What are the recommendations for running the Scala Stream Collector at scale? I see the Clojure Collector has a recipe for Elastic Beanstalk. Does the same approach apply to the Scala Collector?
With the AWS real-time pipeline, you have lots of workers running all the time - not just the collectors but also Stream Enrich, ES Sink, S3 Sink etc. We have found that Elastic Load Balancers plus Auto-Scaling Groups have been a good fit for these - using these directly has all the upside of Elastic Beanstalk but with less magic to go wrong.
I’ve been meaning to ask the same question for a while but in terms of Enrich and the other Kinesis apps.
Autoscaling the collectors makes sense to me because they all write to the same stream (so I just need to make sure there’s enough capacity). But how does running multiple workers of Enrich work?
Is it as simple as making sure I shard the Kinesis streams, run multiple workers and let the KCL library do the rest?
Pretty much this - though substitute “workers” for “servers.” You have one KCL instance (i.e. one Stream Enrich or similar) per server, but you may have more than one worker inside each KCL. You can have more workers than shards, but no more than one worker working on one shard at a time.

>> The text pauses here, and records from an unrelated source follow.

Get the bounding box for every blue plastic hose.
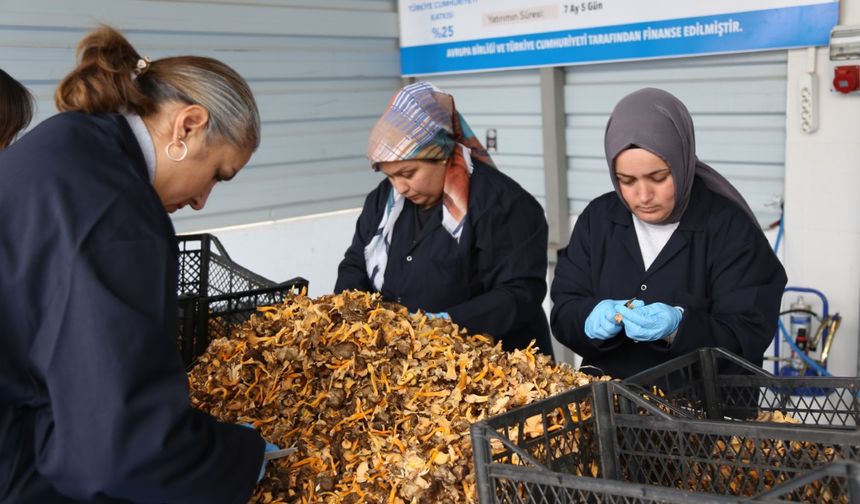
[770,214,833,376]
[772,214,784,373]
[773,213,784,255]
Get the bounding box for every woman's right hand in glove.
[584,299,644,340]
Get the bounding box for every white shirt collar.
[631,214,679,271]
[122,113,156,183]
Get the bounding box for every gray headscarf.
[604,88,757,225]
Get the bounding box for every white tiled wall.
[782,2,860,377]
[204,209,361,298]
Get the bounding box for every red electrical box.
[833,65,860,94]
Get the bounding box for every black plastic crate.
[471,381,860,503]
[176,233,308,368]
[757,461,860,502]
[624,348,860,428]
[479,461,860,503]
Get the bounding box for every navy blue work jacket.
[551,178,787,378]
[335,161,552,356]
[0,113,261,503]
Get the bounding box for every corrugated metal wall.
[424,70,546,206]
[2,3,787,230]
[412,51,787,228]
[1,0,401,232]
[564,51,787,227]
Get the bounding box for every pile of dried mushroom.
[188,290,604,503]
[691,411,846,502]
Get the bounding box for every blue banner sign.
[398,1,839,75]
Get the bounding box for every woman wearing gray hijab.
[550,88,786,378]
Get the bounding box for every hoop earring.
[165,139,188,162]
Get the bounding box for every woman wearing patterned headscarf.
[336,82,552,356]
[551,88,786,378]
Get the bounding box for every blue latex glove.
[426,312,451,320]
[584,299,644,340]
[240,423,280,483]
[615,302,683,342]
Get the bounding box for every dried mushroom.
[188,290,605,503]
[683,410,847,502]
[631,386,848,501]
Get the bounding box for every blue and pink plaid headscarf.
[364,82,494,290]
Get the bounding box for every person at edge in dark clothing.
[0,26,278,503]
[335,81,553,357]
[0,67,35,149]
[551,88,786,379]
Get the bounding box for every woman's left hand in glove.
[614,302,683,342]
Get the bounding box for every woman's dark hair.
[55,26,260,152]
[0,69,35,149]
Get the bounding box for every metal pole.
[540,67,573,363]
[540,66,570,255]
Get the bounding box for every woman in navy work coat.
[335,82,552,356]
[551,88,787,379]
[0,27,269,503]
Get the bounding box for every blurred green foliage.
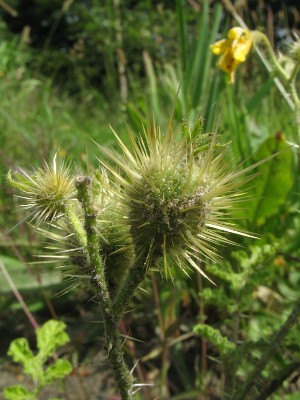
[1,0,300,399]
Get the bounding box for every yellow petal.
[233,42,252,62]
[210,39,229,55]
[232,35,253,61]
[227,27,245,40]
[217,50,238,73]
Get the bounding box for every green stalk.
[76,176,133,400]
[253,32,289,82]
[112,248,152,321]
[64,200,87,250]
[176,0,188,74]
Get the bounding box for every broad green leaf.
[42,359,73,385]
[4,385,36,400]
[194,324,235,356]
[36,320,70,362]
[245,134,293,227]
[0,255,61,293]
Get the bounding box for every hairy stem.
[64,200,87,249]
[112,249,150,321]
[253,32,289,82]
[254,361,300,400]
[234,297,300,400]
[76,176,133,400]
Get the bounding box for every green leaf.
[194,324,235,356]
[0,255,61,293]
[7,338,41,379]
[4,385,36,400]
[245,134,293,227]
[42,359,73,385]
[36,320,70,362]
[7,338,34,367]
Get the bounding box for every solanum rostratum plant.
[7,120,272,399]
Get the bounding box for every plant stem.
[64,200,87,249]
[234,297,300,400]
[102,307,133,400]
[254,361,300,400]
[253,32,289,82]
[0,259,39,330]
[76,176,133,399]
[112,249,150,321]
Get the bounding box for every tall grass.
[126,1,224,131]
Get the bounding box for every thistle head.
[100,123,253,280]
[93,170,133,296]
[37,168,133,297]
[288,35,300,63]
[7,154,76,225]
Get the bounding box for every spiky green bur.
[128,162,207,259]
[100,125,253,280]
[7,154,76,224]
[37,170,133,298]
[93,170,133,296]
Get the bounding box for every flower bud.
[288,37,300,63]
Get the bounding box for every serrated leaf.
[7,338,34,368]
[42,359,73,385]
[245,134,293,227]
[7,338,42,380]
[194,323,235,356]
[36,320,70,362]
[4,385,36,400]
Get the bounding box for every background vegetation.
[1,0,300,399]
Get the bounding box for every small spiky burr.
[7,154,76,225]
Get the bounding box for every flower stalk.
[112,248,156,320]
[76,175,133,399]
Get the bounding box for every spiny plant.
[7,119,272,399]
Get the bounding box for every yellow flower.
[210,27,253,83]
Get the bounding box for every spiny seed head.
[7,154,76,225]
[36,169,133,298]
[93,170,133,296]
[288,36,300,63]
[99,124,254,280]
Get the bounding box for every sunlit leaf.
[36,320,70,362]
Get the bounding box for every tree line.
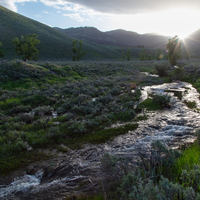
[0,33,182,64]
[0,33,86,61]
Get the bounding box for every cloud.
[63,13,84,21]
[2,0,200,15]
[35,0,200,14]
[0,0,37,12]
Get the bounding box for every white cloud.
[63,13,84,21]
[0,0,37,12]
[1,0,200,14]
[29,0,200,14]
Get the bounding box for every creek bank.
[1,81,200,199]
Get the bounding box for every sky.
[1,0,200,38]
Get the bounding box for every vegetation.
[139,49,146,61]
[12,33,40,61]
[167,35,182,65]
[0,60,166,175]
[99,134,200,200]
[154,62,170,77]
[172,67,185,80]
[0,42,3,58]
[126,49,131,61]
[72,39,87,61]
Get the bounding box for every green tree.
[166,35,182,65]
[72,40,86,61]
[127,49,131,61]
[12,33,40,61]
[0,42,3,58]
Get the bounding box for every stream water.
[1,81,200,199]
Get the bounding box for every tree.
[72,40,86,61]
[0,42,3,58]
[127,49,131,61]
[166,35,182,66]
[12,33,40,61]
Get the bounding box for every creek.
[1,81,200,199]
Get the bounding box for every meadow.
[0,60,167,175]
[1,59,200,200]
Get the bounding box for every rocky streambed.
[1,81,200,199]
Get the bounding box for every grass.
[0,151,52,176]
[173,143,200,180]
[183,100,197,109]
[85,123,138,144]
[138,98,163,110]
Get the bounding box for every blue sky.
[1,0,200,38]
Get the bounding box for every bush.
[33,106,53,116]
[152,94,171,107]
[154,62,170,77]
[172,68,185,80]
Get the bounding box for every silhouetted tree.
[72,40,86,61]
[0,42,3,58]
[167,35,182,65]
[12,33,40,61]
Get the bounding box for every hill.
[187,29,200,42]
[55,27,118,46]
[0,6,121,60]
[56,27,171,48]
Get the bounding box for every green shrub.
[154,62,170,77]
[184,100,196,109]
[172,68,185,80]
[152,94,171,107]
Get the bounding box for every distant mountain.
[0,6,121,60]
[187,29,200,42]
[105,29,171,47]
[56,27,172,48]
[55,27,118,46]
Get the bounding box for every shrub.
[33,106,53,116]
[172,68,185,80]
[184,100,196,109]
[152,94,171,107]
[154,62,170,77]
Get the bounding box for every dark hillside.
[0,6,121,60]
[106,29,171,47]
[55,27,118,46]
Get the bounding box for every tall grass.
[173,143,200,179]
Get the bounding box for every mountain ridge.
[0,6,121,60]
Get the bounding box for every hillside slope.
[106,29,171,47]
[0,6,121,60]
[55,27,118,46]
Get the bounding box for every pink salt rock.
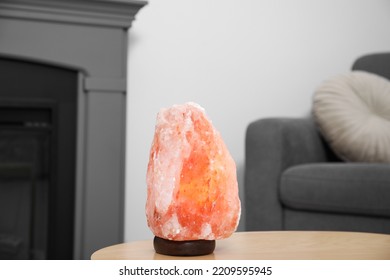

The whole thing is a bit more complicated than it should be - we have developed an in-house scaling and monitoring platform for real-time called Tupilak, which we hope to open-source later this year. We’ll do a preview post on this new tech (it’s pretty exciting) in a month or so…
We’ve been using Tupilak in production with our Managed Service RT customers since last year - it’s been working well. You can find out more about Tupilak here:
Tupilak is one of the core components of the Managed Service RT so it’s unclear to us at this point if/when we’ll open-source it.